The storage results are as follows:
Docvalue data is sorted by document ID, DocValue turns random reading into sequential reading,
In es, because of the existence of fragmentation, data is split into multiple copies and placed on different machines. But for the user experience, it seems that there is only one library. For aggregate queries, the processing is completed in two stages:
- Shard's local Lucene Index computes the local aggregation results in parallel.
- Receive the partial aggregation results of all Shards, and aggregate the final aggregation results.
This two-stage aggregation architecture allows each shard not to return the original data, but only to return the aggregation result with a much smaller amount of data. This greatly reduces the consumption of network bandwidth.
- multi-copy acceleration
We know that ES has the concept of shard and replica. On the one hand, replicas can ensure the reliability of data, and on the other hand, multiple replicas can speed up search speed and improve search concurrency.

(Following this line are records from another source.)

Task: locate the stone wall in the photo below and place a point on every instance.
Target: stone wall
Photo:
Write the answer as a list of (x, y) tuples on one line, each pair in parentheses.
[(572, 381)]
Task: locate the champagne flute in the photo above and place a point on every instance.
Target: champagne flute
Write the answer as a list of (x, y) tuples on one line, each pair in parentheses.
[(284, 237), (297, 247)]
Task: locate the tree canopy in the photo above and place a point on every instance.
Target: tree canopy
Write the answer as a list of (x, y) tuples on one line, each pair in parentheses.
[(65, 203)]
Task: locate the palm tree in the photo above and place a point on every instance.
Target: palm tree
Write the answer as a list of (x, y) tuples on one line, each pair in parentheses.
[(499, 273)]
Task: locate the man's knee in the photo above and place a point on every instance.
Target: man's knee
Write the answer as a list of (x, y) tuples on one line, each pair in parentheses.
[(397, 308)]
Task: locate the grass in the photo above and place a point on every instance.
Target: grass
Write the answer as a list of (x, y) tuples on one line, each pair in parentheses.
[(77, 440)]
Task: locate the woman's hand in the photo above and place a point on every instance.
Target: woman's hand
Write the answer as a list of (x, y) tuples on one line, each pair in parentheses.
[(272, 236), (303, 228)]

Fourth, the database to Elasticsearch synchronization program
Combining the actual usage mode of the user and the size of the data volume, there are many different ways to choose from Mysql data to ES.
- Canal=>Elasticsearch
Use Canal to directly consume Mysql binlog logs and write them to ES. In this way, if Mysql writes a lot, you will face Canal write blocking problems.
- Canal =>Kafka=>Elasticsearch
Canal data is written to Kafka, and another app is used to consume Kafka data and synchronized to ES
V. Question summary
1. Index shard problem
When Mysql data is synchronized to ES, we face the problem of index establishment. Before data is written to ES, we need to plan the number of data shards and replicas in advance. Replicas can be dynamically modified, but the number of shards cannot be modified after creation.
As the amount of Mysql data increases, if there are too few shards, it will cause the problem of too much data per shard.
If an index is 600G, there are only 3 shards, and each shard is 200G, which will greatly deplete the query capability and is not conducive to data migration.
We can create indexes on a monthly basis and associate all indexes with index aliases.
test_data-202101
test_data-202102
2. Query acceleration issues
In the scene of using ES to accelerate the database, we hope that the ES query capability is as fast as possible. When the ES query does not meet the requirements, we need to tune the query.